Fecero il giro del mondo le immagini del 6 gennaio 2021, giorno in cui prendeva corpo la protesta popolare dei sostenitori trumpiani in virtù di una presunta manipolazione elettorale che portò alla Casa Bianca il democratico Joe Biden. Lo stesso accadde quando il redivivo Lula, dopo dodici anni di esilio politico e varie vicende giudiziarie, riprendeva in mano le redini del Brasile scatenando la rivolta (pacifica) dei sostenitori di Bolsonaro, estromesso dalla presidenza, a loro dire, attraverso brogli elettorali.

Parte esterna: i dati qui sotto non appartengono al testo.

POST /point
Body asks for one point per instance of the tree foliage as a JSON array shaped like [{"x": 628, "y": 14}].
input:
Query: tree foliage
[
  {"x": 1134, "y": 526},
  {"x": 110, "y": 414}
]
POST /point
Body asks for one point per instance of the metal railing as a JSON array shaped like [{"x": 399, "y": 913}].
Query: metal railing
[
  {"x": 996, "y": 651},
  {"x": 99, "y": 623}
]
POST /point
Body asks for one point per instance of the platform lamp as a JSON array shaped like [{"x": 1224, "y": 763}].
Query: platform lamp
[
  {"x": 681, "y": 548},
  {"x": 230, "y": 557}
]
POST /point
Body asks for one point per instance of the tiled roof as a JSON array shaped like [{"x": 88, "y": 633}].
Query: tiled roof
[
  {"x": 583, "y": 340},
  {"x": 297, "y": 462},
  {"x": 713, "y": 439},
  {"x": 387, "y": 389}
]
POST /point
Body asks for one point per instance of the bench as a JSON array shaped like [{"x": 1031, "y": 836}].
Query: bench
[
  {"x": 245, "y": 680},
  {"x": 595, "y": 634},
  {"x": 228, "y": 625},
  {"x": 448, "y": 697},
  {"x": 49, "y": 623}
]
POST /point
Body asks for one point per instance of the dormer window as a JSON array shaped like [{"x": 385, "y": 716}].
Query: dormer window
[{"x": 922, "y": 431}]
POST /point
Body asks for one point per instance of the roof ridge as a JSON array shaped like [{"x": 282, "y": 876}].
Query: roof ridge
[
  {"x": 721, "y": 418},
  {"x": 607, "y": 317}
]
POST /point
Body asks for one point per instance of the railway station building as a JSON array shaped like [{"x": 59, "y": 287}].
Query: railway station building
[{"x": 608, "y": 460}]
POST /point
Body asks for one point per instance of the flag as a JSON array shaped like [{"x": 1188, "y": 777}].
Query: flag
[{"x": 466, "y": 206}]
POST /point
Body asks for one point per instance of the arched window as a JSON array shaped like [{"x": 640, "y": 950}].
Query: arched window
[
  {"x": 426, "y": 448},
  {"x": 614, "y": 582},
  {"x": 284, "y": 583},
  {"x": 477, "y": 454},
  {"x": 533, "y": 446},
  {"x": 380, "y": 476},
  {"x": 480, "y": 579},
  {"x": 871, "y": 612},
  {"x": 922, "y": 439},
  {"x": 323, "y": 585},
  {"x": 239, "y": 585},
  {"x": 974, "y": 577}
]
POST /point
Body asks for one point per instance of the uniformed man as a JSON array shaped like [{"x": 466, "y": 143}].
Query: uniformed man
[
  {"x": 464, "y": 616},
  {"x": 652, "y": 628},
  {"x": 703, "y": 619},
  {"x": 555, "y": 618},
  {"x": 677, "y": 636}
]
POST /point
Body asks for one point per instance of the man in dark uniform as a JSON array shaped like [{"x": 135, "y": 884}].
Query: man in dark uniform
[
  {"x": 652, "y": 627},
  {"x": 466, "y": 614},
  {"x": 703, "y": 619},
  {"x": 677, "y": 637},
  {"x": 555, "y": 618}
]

In entrambi gli episodi, la condanna internazionale per i rivoltosi è stata quasi unanime. Come è (quasi) unanime il sostegno internazionale alle proteste che, da una settimana, stanno infiammando Belgrado, nelle quali la coalizione di opposizione sta denunciando presunte manipolazioni alle elezioni parlamentari e locali del 17 dicembre in Serbia, chiedendone l’annullamento per estromettere Aleksandar Vucic, uscito vincitore dalle urne.
Tre casi simili. Tre episodi dove l’esercizio democratico del voto elettorale viene messo in dubbio. In due di questi casi, negli Stati Uniti e in Brasile, le rivolte hanno una matrice conservatrice; in un caso, quello della Serbia, l’origine è progressista. Nell’era della dittatura del pensiero giusto, la solidarietà è discrezionale: la difesa del proprio territorio diventa un legittimo diritto quando si parla di Ucraina, forma di imperialismo bellico quando si parla di Israele. Non trattare con i terroristi diventa un valore non negoziabile nel caso della Russia, elemento trascurabile nel caso di Hamas. E anche le rivolte di piazza assumono le fattezze di lotta di liberazione legittima quando sono mosse da forze progressiste, disordini stigmatizzabili e da condannare in modo assoluto quando la loro matrice è conservatrice.
Eh sì, sempre due pesi e due misure.